La spirale de la dette emporte la Tunisie

Après une décennie perdue dans la transformation de son économie, le pays doit retrouver la confiance des bailleurs de fonds.

Thierry Bresillon  • 7 septembre 2022 abonné·es
La spirale de la dette emporte la Tunisie
© Les prix augmentent et les produits essentiels manquent dans les rayons tunisiens. (Photo : YASSINE MAHJOUB/AFP)

Jusqu’ici tout va bien, le plus important c’est l’atterrissage (1). » Pour l’économie tunisienne, celui-ci a commencé, et c’est un atterrissage en douleur. Depuis 2011, l’« expérience démocratique » a bénéficié de la sollicitude (à intérêts) des bailleurs de fonds occidentaux et des institutions financières internationales. Mais, incapables de transformer le modèle économique ou même de booster la croissance, les gouvernements successifs ont acheté du temps.

Sous la pression des demandes sociales, l’État a promis au-delà de ses capacités. Les dispositifs d’absorption du chômage, les embauches dans la fonction publique (plus de 200 000 créations nettes d’emplois en dix ans pour 11 millions d’habitants) et les augmentations de salaire ont porté la masse salariale de l’État de 11 % à 17,4 % du produit intérieur brut entre 2011 et 2020. Elle absorbera cette année plus de 60 % du budget.

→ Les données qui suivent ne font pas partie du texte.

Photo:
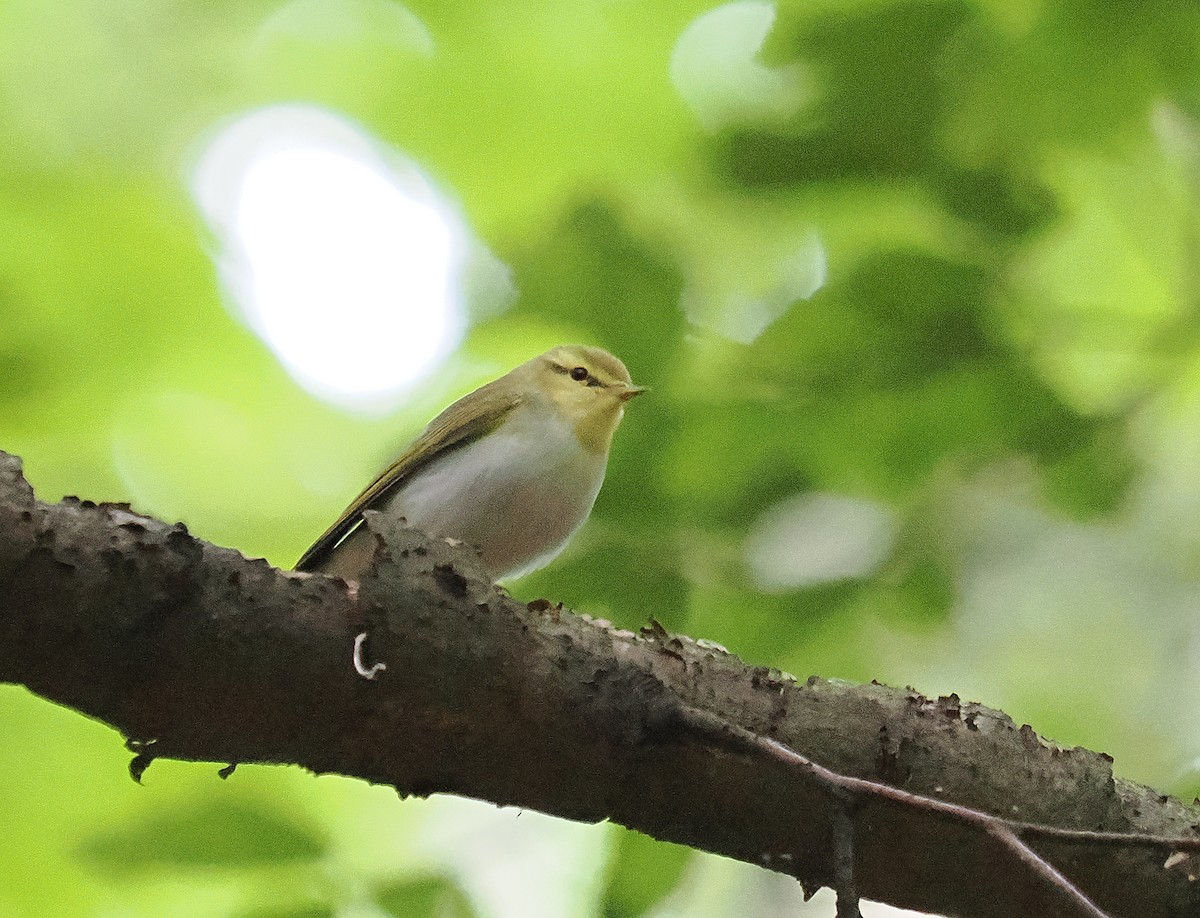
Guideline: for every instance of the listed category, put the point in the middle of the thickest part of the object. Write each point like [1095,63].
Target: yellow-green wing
[468,419]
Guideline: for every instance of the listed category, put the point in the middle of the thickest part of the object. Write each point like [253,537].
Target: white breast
[517,493]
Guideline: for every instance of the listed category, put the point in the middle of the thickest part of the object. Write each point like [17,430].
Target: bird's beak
[629,391]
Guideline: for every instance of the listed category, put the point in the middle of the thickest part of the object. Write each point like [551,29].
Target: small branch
[844,858]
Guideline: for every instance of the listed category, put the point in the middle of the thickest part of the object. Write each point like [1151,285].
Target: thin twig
[996,827]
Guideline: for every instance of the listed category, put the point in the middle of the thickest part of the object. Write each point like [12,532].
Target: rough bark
[201,654]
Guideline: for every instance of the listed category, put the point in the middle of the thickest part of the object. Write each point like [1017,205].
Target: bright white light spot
[749,311]
[336,251]
[715,67]
[817,539]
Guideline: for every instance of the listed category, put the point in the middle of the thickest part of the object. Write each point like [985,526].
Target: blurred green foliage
[935,258]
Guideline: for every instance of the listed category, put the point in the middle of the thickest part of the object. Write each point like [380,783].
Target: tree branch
[196,653]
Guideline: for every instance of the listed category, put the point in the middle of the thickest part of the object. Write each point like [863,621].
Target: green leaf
[214,835]
[641,874]
[433,897]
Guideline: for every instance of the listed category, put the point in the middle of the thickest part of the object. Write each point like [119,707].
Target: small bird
[511,468]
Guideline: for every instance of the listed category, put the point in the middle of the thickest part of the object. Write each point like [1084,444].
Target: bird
[511,468]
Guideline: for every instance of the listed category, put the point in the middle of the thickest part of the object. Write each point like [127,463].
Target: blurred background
[915,283]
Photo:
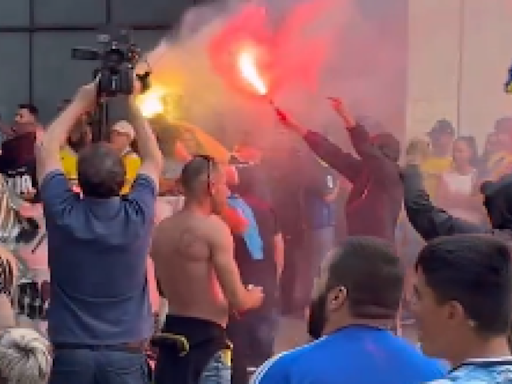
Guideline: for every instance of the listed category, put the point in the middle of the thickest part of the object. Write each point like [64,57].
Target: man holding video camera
[99,319]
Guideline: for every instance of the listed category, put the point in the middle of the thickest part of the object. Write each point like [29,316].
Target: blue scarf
[251,235]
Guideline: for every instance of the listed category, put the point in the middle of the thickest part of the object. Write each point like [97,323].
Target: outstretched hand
[86,95]
[287,122]
[339,106]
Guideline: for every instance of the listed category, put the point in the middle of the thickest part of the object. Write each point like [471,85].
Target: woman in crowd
[25,357]
[458,187]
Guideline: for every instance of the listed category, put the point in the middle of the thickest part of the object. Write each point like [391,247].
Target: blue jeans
[218,370]
[83,366]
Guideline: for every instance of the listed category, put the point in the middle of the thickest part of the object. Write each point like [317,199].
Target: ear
[336,298]
[455,313]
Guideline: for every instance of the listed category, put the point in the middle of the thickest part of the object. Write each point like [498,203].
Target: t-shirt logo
[21,184]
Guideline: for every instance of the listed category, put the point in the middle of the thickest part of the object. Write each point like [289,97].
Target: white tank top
[463,185]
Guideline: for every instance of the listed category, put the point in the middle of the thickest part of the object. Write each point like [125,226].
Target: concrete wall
[459,54]
[36,37]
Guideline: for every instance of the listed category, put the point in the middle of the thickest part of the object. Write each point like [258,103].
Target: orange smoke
[250,73]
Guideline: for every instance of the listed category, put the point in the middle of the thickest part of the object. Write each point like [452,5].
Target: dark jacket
[431,222]
[375,199]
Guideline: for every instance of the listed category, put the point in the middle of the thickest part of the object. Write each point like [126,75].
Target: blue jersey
[481,371]
[352,355]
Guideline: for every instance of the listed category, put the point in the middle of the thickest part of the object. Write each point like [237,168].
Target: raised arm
[239,297]
[151,157]
[428,220]
[344,163]
[359,136]
[48,152]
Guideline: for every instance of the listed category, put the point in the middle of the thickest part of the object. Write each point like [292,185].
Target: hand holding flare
[341,109]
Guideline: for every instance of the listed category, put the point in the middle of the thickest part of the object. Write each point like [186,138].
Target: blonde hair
[24,357]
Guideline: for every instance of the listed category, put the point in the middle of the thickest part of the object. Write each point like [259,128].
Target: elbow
[159,160]
[239,303]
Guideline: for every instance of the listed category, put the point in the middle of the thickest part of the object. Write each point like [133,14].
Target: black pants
[191,351]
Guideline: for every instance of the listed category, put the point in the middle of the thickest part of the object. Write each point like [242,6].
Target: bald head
[197,173]
[101,172]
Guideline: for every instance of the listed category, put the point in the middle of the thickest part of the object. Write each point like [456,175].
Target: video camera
[508,84]
[118,58]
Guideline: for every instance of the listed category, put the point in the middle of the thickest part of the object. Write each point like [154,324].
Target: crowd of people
[143,258]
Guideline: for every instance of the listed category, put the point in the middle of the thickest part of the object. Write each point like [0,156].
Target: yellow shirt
[69,161]
[432,168]
[131,164]
[499,164]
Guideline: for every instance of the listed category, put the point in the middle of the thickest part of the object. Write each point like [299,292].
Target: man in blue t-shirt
[463,303]
[355,301]
[99,318]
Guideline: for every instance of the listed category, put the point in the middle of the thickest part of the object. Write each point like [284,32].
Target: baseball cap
[124,127]
[442,127]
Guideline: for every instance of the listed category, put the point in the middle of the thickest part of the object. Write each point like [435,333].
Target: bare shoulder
[216,227]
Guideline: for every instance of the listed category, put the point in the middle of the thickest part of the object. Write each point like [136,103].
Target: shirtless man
[194,263]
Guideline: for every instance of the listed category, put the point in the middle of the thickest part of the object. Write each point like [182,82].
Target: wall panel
[163,12]
[14,73]
[56,76]
[69,12]
[14,13]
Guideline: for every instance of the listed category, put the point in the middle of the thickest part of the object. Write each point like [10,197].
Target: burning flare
[151,103]
[248,70]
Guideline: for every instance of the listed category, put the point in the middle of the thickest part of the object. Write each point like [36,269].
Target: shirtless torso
[194,264]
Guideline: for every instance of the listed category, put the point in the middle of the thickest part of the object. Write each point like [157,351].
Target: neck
[462,168]
[439,152]
[493,348]
[379,324]
[198,207]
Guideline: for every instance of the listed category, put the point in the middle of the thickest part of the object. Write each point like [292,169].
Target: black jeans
[84,366]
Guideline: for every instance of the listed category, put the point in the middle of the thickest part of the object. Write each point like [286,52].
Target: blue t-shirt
[481,371]
[97,251]
[353,355]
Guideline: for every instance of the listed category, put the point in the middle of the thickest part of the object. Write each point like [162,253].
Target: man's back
[353,355]
[97,255]
[181,251]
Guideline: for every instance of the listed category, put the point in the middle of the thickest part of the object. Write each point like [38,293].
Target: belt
[133,347]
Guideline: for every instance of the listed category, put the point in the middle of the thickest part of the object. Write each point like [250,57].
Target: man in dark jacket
[375,199]
[431,222]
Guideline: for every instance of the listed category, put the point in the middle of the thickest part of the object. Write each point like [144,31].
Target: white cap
[124,127]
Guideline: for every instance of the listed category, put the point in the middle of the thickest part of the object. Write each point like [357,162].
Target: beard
[317,317]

Pendant que les dépenses publiques bondissaient de 24 à 30 % du PIB entre 2011 et 2018, les recettes fiscales n’augmentaient que de 23 à 25 % du PIB. L’État tunisien a dû emprunter toujours plus pour financer son déficit puis pour rembourser ses emprunts : en 2019, 93 % des nouveaux prêts ont servi à rembourser une dette antérieure. Logique imparable de cette spirale : depuis 2011, la dette publique a bondi de 40 %, aux environs de 100 % du PIB.

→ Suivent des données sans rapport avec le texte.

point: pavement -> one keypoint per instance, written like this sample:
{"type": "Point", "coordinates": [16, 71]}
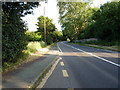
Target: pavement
{"type": "Point", "coordinates": [85, 67]}
{"type": "Point", "coordinates": [25, 76]}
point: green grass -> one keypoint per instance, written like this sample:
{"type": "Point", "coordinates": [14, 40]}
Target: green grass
{"type": "Point", "coordinates": [32, 47]}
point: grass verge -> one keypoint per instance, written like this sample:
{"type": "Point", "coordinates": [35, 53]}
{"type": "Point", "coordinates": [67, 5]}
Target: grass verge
{"type": "Point", "coordinates": [27, 57]}
{"type": "Point", "coordinates": [113, 48]}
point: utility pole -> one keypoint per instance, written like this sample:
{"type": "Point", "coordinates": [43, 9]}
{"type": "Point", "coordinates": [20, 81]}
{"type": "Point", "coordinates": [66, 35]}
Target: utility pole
{"type": "Point", "coordinates": [45, 24]}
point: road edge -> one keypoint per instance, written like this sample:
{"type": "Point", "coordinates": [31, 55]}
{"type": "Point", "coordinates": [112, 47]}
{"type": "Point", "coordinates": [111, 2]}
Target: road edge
{"type": "Point", "coordinates": [38, 82]}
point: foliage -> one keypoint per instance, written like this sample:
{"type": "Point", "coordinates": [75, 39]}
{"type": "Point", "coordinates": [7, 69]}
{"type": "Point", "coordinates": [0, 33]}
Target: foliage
{"type": "Point", "coordinates": [33, 47]}
{"type": "Point", "coordinates": [33, 36]}
{"type": "Point", "coordinates": [74, 18]}
{"type": "Point", "coordinates": [52, 35]}
{"type": "Point", "coordinates": [107, 22]}
{"type": "Point", "coordinates": [13, 29]}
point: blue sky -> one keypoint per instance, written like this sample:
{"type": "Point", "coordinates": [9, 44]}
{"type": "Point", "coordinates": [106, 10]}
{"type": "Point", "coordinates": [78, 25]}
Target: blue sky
{"type": "Point", "coordinates": [51, 12]}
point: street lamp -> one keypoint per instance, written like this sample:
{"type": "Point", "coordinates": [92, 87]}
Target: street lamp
{"type": "Point", "coordinates": [45, 23]}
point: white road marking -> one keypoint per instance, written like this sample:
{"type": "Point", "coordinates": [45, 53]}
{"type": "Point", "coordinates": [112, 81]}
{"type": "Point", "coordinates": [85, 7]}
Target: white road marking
{"type": "Point", "coordinates": [94, 55]}
{"type": "Point", "coordinates": [44, 80]}
{"type": "Point", "coordinates": [62, 64]}
{"type": "Point", "coordinates": [65, 74]}
{"type": "Point", "coordinates": [60, 49]}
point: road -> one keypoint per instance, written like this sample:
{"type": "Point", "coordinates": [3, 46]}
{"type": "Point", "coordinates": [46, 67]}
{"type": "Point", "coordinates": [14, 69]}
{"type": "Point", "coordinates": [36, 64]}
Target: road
{"type": "Point", "coordinates": [84, 67]}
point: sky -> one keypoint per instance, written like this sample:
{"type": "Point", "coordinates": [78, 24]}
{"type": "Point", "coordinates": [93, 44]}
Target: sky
{"type": "Point", "coordinates": [51, 11]}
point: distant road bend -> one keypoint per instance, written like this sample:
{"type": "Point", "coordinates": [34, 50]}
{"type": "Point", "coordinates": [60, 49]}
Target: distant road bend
{"type": "Point", "coordinates": [84, 67]}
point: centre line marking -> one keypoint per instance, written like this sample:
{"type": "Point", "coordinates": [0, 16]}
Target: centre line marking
{"type": "Point", "coordinates": [62, 64]}
{"type": "Point", "coordinates": [94, 55]}
{"type": "Point", "coordinates": [65, 74]}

Le riz a disparu des rayons, certains médicaments essentiels sont devenus introuvables.

En 2016, à la demande des bailleurs de fonds, la Tunisie a adopté une loi sur l’indépendance de la banque centrale selon les canons de l’orthodoxie monétariste : priorité à la lutte contre l’inflation sur le soutien à la croissance, moindre soutien à la devise nationale, qui a perdu un tiers de sa valeur (de 2 dinars à 3,2 dinars pour 1 euro), provoquant mécaniquement l’augmentation du montant de la dette extérieure.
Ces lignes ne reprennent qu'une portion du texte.